Per questo gli agenti lo hanno bloccato prima che si
svegliasse. Senza documenti, lo hanno portato in questura dove è
stato identificato come un diciassettenne tunisino irregolare
con una lunghissima lista di precedenti che include furto,
detenzione ai fini di spaccio, minacce, resistenza e violenza a
pubblico ufficiale e anche interruzione di pubblico servizio. E’

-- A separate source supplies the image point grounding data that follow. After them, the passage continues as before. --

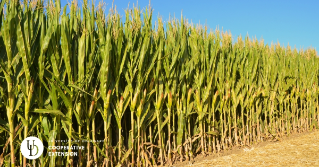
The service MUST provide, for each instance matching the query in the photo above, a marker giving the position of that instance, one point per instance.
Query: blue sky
(294, 22)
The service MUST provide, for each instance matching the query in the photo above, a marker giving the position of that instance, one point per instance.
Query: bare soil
(299, 149)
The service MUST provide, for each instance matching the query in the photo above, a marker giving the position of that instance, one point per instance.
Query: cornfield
(152, 96)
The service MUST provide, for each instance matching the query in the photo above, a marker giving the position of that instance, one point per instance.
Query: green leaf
(45, 111)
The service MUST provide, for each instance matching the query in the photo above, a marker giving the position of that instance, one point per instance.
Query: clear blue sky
(295, 22)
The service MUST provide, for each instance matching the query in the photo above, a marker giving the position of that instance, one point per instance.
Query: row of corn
(154, 95)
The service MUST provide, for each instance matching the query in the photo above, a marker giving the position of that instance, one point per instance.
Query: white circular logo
(31, 147)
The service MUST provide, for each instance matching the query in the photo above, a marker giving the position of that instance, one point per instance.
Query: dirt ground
(295, 150)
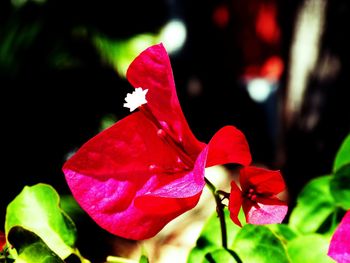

stato denunciato per porto abusivo di armi e affidato a una
comunità per minori.
Fra i suoi precedenti una denuncia per interruzione di
servizio perché su un treno regionale fra Genova e Savona nel
gennaio 2024 con un amico aveva infastidito alcune passeggere e
poi si era rifiutato di mostrare i documenti al capotreno e
anche di scendere.
Dopo varie fughe dalle comunità a cui è stato affidato, a
Padova è stato denunciato per spaccio ad agosto 2024, sempre nel
quartiere dove è stato trovato mentre dormiva nella macchina,
che aveva trasformato nel suo rifugio. Sempre all’Arcella è
stato denunciato anche a settembre ed ottobre e ancora a gennaio
e febbraio.
La Chevrolet risulta di proprietà di una azienda della
provincia di Venezia che ne aveva denunciato lo smarrimento a
gennaio.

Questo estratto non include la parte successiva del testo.